There are reported data for efficacy and safety up to six months and 12 months respectively. These time periods are relatively short. We lack evidence on outcomes important to patients. There is no generally accepted definition of fracture healing. Several of the studies only reported radiological criteria, which is insufficient to assess clinical efficacy. Furthermore, all the available evidence came from ten observational studies concerning EXOGEN™ treatment, and 18 observational studies concerning surgical treatment and one RCT comparing surgery with shockwave treatment. This is the main reason why we considered our certainty in the evidence for the specific endpoints to be very low. The present documentation does not give evidence to assess the clinical effectiveness of EXOGEN™ for the treatment of non-union fractures compared to surgery, nor sham.
For new technologies there is a risk of publication bias, since negative studies are less likely to be published than studies showing positive results.
The submitter performed economic evaluation by developing a straightforward model with four health states. We do not think that the submitted health economic model captured the outcomes that are clinically relevant to the defined population and intervention, because the model does not take into account that patients who undergo surgery in the EXOGEN™ arm also may be infected or not infected.
There were some uncertain points to consider regarding the submission. The Norwegian Institute of Public Health finds it difficult to assume that the submitted considered healing rate of 86% for patients with non-union fractures using EXOGEN™ is a reasonable estimate, based on the weak evidence. There is also uncertainty whether a one year time horizon is sufficient to catch up all differences in costs and health outcomes.
Studies using patient history as controls suggest that EXOGEN™ induces healing in non-union fractures. Data from studies examining surgery as the treatment option also indicate that surgery induce healing of non-union fractures. However, as the interventions has not been compared directly in the same study, using the same kind of patients, it is not possible to estimate or conclude on which treatment option has the highest healing rate or fastest healing. Thus, there is no reason to assume equal efficacy.
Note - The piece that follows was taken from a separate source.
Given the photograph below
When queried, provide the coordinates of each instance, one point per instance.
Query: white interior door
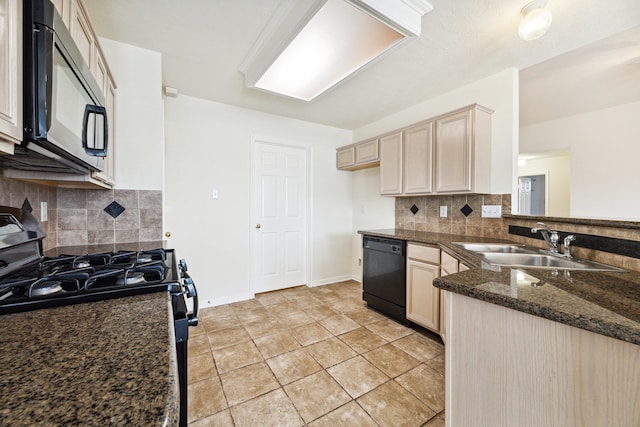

Heterogeneity within the studies for each of the interventions does not favor pooling data to get more precise estimates of effect and safety. In conclusion, the present documentation does not give evidence to assess the clinical effectiveness of EXOGEN™ for the treatment of non-union fractures compared to surgery, nor sham.
The submitted model shows that EXOGEN™ is the dominant treatment. The EXOGEN™ device would in this case be considered cheaper and give higher effectiveness in patients having non-union fractures. However, because of the very low quality of the data on clinical effectiveness, we are unable to assess if EXOGEN™ is cost saving or not, compared to surgical treatment.